PUNISHMENT PARK di Peter Watkins

1970. LA GUERRA in Vietnam si sta aggravando. Il presidente Nixon ha deciso una campagna di bombardamenti segreti della Cambogia, che portano ad una enorme protesta pubblica negli Stati Uniti e altrove. Nixon dichiara lo stato di emergenza nazionale, e  attiva l’Act 1950 sulla sicurezza interna (la legge McCarran), che autorizza le autorità federali, senza riferimento al Congresso, a detenere le persone giudicate "un rischio per la sicurezza interna ". Questa legge permette di creare campi di detenzione per la sinistra radicale e per tutti i sovversivi in genere, in caso di una possibile insurrezione. All’interno di questi campi dove i rivoluzionari vengono confinati senza il dovuto procedimento legale, si offre loro la scelta tra scontare quindici anni in un campo di concentramento o passare tre giorni in uno speciale parco di punizione. Qui essi devono cercare di raggiungere a piedi e senz’acqua una bandiera americana lontana circa cinquanta miglia in una zona arida e desertica, mentre vengono inseguiti e se possibile catturati dalla polizia e dalla Guardia Nazionale. Se raggiungono la meta sono liberi, altrimenti devono scontare la loro pena.

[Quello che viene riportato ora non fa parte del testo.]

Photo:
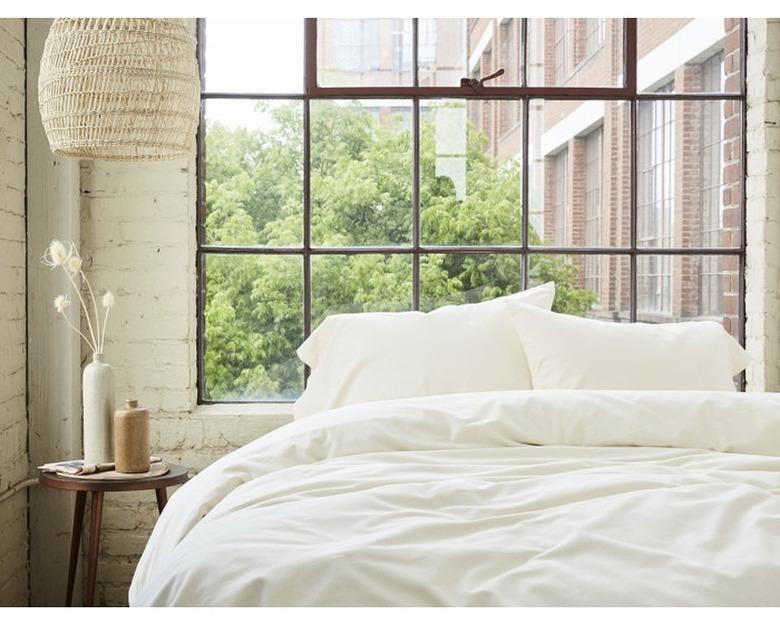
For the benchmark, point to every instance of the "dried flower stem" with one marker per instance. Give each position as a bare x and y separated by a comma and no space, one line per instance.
78,331
86,313
97,316
103,335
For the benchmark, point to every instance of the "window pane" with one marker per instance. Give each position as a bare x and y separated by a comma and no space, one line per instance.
688,55
360,283
467,278
575,52
688,168
253,325
364,52
580,173
450,49
470,172
254,165
273,48
681,288
361,172
595,286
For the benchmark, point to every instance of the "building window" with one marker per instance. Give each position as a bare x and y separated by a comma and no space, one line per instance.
560,212
655,204
561,36
595,28
593,207
360,184
357,47
427,46
711,278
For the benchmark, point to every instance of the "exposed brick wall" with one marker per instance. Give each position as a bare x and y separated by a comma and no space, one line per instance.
14,588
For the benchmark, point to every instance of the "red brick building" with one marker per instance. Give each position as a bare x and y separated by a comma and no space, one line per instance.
579,176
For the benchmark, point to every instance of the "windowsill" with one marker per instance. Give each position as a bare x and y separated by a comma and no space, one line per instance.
268,411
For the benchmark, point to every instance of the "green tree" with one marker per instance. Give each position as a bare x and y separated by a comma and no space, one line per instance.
361,194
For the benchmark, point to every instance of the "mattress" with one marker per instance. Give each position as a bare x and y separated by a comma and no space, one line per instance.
530,498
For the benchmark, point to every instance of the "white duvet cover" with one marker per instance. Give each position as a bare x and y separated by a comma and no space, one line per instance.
512,498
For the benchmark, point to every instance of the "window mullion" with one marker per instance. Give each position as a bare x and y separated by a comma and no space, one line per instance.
526,104
416,203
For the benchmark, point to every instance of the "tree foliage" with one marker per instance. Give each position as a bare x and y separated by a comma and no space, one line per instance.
361,194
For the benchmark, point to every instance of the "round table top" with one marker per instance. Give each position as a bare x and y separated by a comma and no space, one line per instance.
176,474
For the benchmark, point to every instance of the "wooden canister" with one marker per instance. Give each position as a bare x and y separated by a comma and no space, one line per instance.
131,438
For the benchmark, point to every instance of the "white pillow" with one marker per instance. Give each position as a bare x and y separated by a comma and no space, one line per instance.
569,352
375,356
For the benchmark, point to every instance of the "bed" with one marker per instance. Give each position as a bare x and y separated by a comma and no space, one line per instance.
511,498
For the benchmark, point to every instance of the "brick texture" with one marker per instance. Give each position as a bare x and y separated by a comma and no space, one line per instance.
14,588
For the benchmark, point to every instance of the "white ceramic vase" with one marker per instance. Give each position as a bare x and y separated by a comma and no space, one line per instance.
98,395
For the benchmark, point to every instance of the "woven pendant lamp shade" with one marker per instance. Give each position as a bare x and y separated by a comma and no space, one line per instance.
119,88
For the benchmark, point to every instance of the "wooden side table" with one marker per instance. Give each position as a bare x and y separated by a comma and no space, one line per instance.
174,476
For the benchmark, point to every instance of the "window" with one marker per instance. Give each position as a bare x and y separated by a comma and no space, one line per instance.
561,50
357,49
593,208
656,174
560,212
711,287
594,34
368,179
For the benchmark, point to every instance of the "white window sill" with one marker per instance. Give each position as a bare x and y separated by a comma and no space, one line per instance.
271,411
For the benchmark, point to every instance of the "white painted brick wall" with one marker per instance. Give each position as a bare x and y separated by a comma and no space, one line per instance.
762,304
138,239
14,588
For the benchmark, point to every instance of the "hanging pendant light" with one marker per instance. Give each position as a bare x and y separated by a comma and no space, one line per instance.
119,88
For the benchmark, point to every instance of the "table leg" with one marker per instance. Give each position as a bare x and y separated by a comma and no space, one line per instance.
162,498
94,545
75,542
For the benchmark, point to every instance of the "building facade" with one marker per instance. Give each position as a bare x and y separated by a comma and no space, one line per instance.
688,158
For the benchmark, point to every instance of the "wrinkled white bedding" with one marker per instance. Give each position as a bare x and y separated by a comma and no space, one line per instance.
511,498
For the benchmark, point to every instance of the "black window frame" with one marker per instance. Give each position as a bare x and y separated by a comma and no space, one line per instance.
523,94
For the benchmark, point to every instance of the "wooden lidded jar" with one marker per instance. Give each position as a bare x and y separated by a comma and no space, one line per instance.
131,438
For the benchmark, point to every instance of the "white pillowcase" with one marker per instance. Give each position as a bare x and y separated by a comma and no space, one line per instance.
569,352
355,358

Punishment Park, film underground semisconosciuto dei primi anni '70 è un po' il paradigma di quel che furono quegli anni. Non solo la storia è un manifesto anti-imperialista, anti-sistema e anti-militarista, ma il fatto in se che un film così lo si riuscisse a produrre e in qualche modo anche a distribuire è significativo. Il film è realizzato come un falso documentario, escamotage narrativo certamente poco comune quaranta anni fa, e fa della semplicità il suo punto di forza. Il fatto poi che la situazione rappresentata in un film del 1971, con un governo USA che in nome della sicurezza nazionale elimina ogni libertà individuale, sarebbe facilmente applicabile ai giorni nostri è assai preoccupante.
Il film nasce sull'onda della contestazione contro la guerra in Vietnam, e in generale contro la politica di Richard Nixon, e suona come implacabile denuncia di un sistema che sceglie l'arma della repressione poliziesca per soffocare o imbavagliare il dissenso interno. Le situazioni sono volutamente esasperate, ma il materiale di repertorio delle dimostrazioni di piazza ed il taglio documentaristico della regia danno alla storia una parvenza di attualità.
Il film è assolutamente inquietante, la tensione non cala di un solo secondo e per alcuni versi risulta quasi profetico nel dipingere un futuro dispòtico dove imperversa lo stato di polizia.
Lo scandalo e le violente polemiche che accompagnarono l'uscita del film indusse la distribuzione a ritirarlo quattro giorni dopo la sua presentazione al pubblico di New York.